Phagocytosis is a very complex process involving the coordinated action of many proteins [16]. It is of great evolutionary and ecological significance, so one major aim of our study was to identify highly expressed genes functionally related to phagocytosis. The upregulated gene in the exponential phase with the highest expression level coded for a digestive enzyme of the Peptidase C1A family, a group of cysteine peptidases that typically include lysosomal or secreted proteins [67, 68]. The majority of cathepsins, known to be activated in the acidic lysosomes, belong to this family. Other peptidases were also highly expressed in the exponential phase: Peptidase S53, a serine peptidase with optimal pH of 3, and Peptidase M16, a metal dependent peptidase. Other upregulated digestive enzymes were adenosylhomocysteine hydrolase, which hydrolyzes the biosynthetic precursor of homocysteine, and the alpha/beta hydrolase fold that is common to hydrolytic enzymes of varied catalytic function.

Digestive enzymes used in phagocytosis operate in the acidic environment of mature phagosomes, which are acidified by the action of the transmembrane proton pumps V-ATPases and V-PPases [69]. Although both types were found in C. burkhardae, the V-PPase (vacuolar pyrophosphatase) exhibited a higher expression, being the fifth most highly expressed gene in the exponential state. So, this proton pump seems to be responsible for phagosome acidification in this species. In a recent experiment we identified a high expression of rhodopsin in the uncultured MAST-4 heterotrophic flagellate [70], and hypothesized that the coding protein acted as a light-driven proton pump that contributed to phagosome acidification. Even though rhodopsin genes were found in the C. burkhardae transcriptome, they were never highly expressed. This may explain why this species is not restricted to photic waters.

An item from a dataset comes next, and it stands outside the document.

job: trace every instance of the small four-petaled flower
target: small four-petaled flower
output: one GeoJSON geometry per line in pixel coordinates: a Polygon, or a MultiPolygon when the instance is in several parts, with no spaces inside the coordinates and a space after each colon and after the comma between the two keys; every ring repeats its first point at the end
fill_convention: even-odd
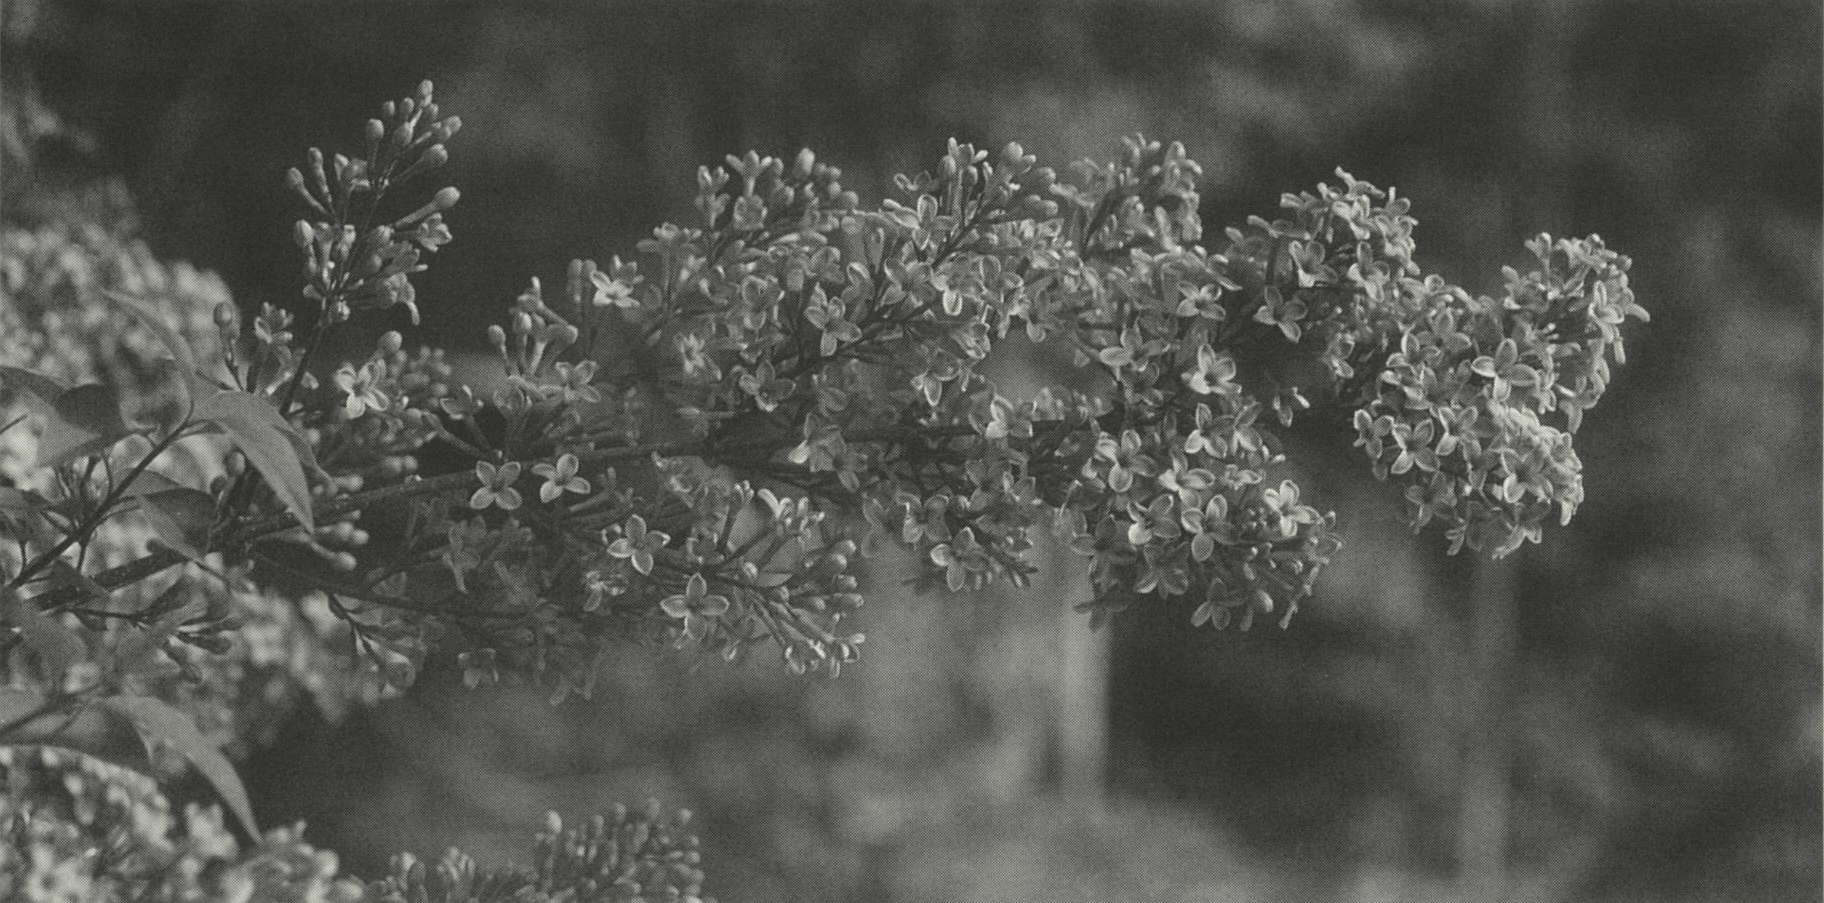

Finally, two of the highly expressed genes in the exponential phase were peroxidases. The canonical function of these enzymes is to detoxify deleterious reactive oxygen species (ROS). In the reverse action, peroxidases can produce ROS radicals, which in phagocytes of the animal immune system participate in killing pathogens [71]. In free-living protists that use phagocytosis for nutrition, such as the amoebozoan Dictyostelium, the involvement of ROS radicals in prey processing has not been demonstrated [18], but our data suggest they may possibly play a role in prey digestion, although this is currently speculative.

Concluding remarks

Functional and genomic analyses with marine bacterivorous heterotrophic flagellates have been limited by the lack of appropriate model species. Using molecular diversity surveys, we show that the well-known cultured species C. burkhardae is widespread in the ocean and seems to be an opportunistic species that grows fast in patches of high bacterial density and becomes a good survivor in the diluted surrounding seawater. In batch cultures, C. burkhardae presents marked changes in gene expression when actively growing and when starving, and we identified promising gene sets specific for each state. Whether or not these match with the genetic machinery at play in natural communities, where this species faces complex biotic and abiotic interactions, remains an open question. Among the most interesting genes during active grazing are those related to phagocytosis, such as digestive enzymes, proton pumps, and perhaps peroxidases. Future studies with other cultured heterotrophic flagellates, or even more interestingly with natural or manipulated assemblages [70], will be necessary to evaluate if these genes are functionally relevant in other species as well, in which case they will represent promising markers to study bacterivory in the oceans.